Jacob Marley ist tot – so beginnt Charles Dickens großartige Christmas Carol. Unzählige Schulen führen genauso auf wie die American Drama Group, wie dem geizigen, hartherzigen Ebenezer Scrooge, Geschäftspartner des verstorbenen Marley, die Geister vergangener Weihnachten erscheinen. Gestern Abend gab es dann noch einmal einen besonderen Leckerbissen: Christoph Tiemann als Ebenezer Scooge im Bowler lud ins Planetarium ein, um seine Geschichte zu lesen.

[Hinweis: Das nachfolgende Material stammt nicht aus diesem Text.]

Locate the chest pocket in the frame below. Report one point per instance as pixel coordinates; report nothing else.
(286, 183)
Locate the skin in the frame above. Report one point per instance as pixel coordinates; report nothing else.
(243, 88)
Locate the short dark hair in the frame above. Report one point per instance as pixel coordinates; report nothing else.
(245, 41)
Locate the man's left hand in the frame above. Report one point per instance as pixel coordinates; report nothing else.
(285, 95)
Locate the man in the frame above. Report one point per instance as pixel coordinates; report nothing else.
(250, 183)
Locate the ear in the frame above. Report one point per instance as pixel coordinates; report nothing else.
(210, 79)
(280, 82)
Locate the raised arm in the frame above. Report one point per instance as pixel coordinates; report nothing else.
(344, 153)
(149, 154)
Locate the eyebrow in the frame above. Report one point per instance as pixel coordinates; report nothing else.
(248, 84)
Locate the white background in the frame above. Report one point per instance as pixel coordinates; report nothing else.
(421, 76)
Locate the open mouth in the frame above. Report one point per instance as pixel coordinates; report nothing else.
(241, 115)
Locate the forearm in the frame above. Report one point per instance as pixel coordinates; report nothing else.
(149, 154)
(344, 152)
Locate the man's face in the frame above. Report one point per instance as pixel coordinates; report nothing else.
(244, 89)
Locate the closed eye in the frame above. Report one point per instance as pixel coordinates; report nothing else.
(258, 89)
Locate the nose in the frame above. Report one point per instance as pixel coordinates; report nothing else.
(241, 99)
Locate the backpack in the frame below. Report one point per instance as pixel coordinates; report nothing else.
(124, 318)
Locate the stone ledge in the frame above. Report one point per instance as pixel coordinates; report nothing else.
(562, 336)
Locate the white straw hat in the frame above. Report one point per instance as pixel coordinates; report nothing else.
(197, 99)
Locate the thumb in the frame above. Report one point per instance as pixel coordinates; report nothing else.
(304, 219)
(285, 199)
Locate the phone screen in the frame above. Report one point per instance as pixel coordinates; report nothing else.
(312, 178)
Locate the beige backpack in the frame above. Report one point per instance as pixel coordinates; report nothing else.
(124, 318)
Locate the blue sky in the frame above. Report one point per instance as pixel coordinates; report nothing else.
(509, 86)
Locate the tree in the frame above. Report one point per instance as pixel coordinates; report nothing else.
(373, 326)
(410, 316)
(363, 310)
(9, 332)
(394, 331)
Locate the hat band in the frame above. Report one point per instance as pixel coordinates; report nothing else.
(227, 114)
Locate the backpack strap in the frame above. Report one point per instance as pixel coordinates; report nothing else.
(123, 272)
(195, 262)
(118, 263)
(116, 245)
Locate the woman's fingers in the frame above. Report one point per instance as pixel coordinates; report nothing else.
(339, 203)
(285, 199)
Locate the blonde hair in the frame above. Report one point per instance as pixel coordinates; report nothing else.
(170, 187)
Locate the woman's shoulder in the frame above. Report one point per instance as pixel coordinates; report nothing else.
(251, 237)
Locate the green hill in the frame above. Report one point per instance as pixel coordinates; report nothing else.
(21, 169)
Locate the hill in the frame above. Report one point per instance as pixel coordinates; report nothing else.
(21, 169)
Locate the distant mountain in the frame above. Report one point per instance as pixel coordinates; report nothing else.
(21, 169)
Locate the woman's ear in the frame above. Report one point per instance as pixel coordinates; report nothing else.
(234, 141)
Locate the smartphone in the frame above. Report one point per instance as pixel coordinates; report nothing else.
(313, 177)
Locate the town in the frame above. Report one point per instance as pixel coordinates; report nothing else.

Ihm zur Seite stehen drei weitere Leser, eine Leserin und der Mann für die besonderen Momente am Piano ist Philipp Ritter. Schon allein die Atmosphäre ist einzigartig, gemütliche Stühle, auf denen man sich weit zurücklehnen kann, der abgedunkelte Kuppelsaal, Sterne am Himmel und immer wieder Bilder. Keine Bildergeschichte, sondern gerade so viel, dass die vielen Hörer dies eine Bild als Ausgangspunkt für ihre eigene Fantasiereise nehmen können, ein Weg, ein schneebedecktes Haus, die Räume des Angestellten Cratchit. Wenn Tiemann als Scrooge den Namen Cratchit ausspricht, ist das, als wollte er speien, als sei ihm übel, Cratchit, raus ist es. Dabei hat er die Stimme verzerrt, etwas höher als üblich, leicht gepresst. Gut kann man sich etwas rattenartiges vorstellen, schon erscheinen die Schnurhaare, gelbe Zähne, schnuppern, ein langer Schwanz – mit einem Wort: reiner Ekel. Dabei ist das, was Mr. Cratchit wünscht, nicht eben viel – ein paar glühende Kohlen statt abfrierende Finger. Urs von Wulfen ist genau die richtige Lese-Besetzung für Peter Cratchit – ein anständiger und zurückhaltender Vater, der einfach nur mit seiner Familie Weihnachten feiern möchte. Wenn die einzige Leserin, Sarah Giese, direkt im Anschluss an die Litanei von Ebenezer Scrooge in der Geschichte mit warmer Stimme fortfährt, wird der Kontrast besonders deutlich. Dramatische Musik – und dann erscheint das Bild des vor sieben Jahren verstorbenen Kompagnons Jacob Marley im Türklopfer – parallel dazu gibt es ein Bild an der Kuppel, mit Bronzelöwen und Ring. Marley kündigt schon mal die Geister an, die nachts erscheinen sollen. Auch wenn Scooge dem zunächst wenig Glauben schenkt: vor dem Erscheinen des ersten Geistes, kann einem tatsächlich etwas mulmig werden, so unter die Haut gehen die schlurfenden Ketten, die Geiger und Glocken. Dann ist es an Alexander Rolfes als Geist, Mr. Scrooge einzunorden. Und die Neigung, an Geister zu glauben, steigt und langsam ändert sich auch die Stimme von Tiemann, zunächst einfach nur ängstlicher. Die Geister nehmen ihn mit auf eine Reise in die Vergangenheit, Scrooge sieht Bilder längst vergangener Zeiten, Eltern, Schwester, Ausbildungsbetrieb. Spätestens, als er seine ehemalige Verlobte sieht, wird aus der Angst Trauer. Tilman Rademacher liest den Geist der diesjährigen Weihnacht und macht den Deckel drauf.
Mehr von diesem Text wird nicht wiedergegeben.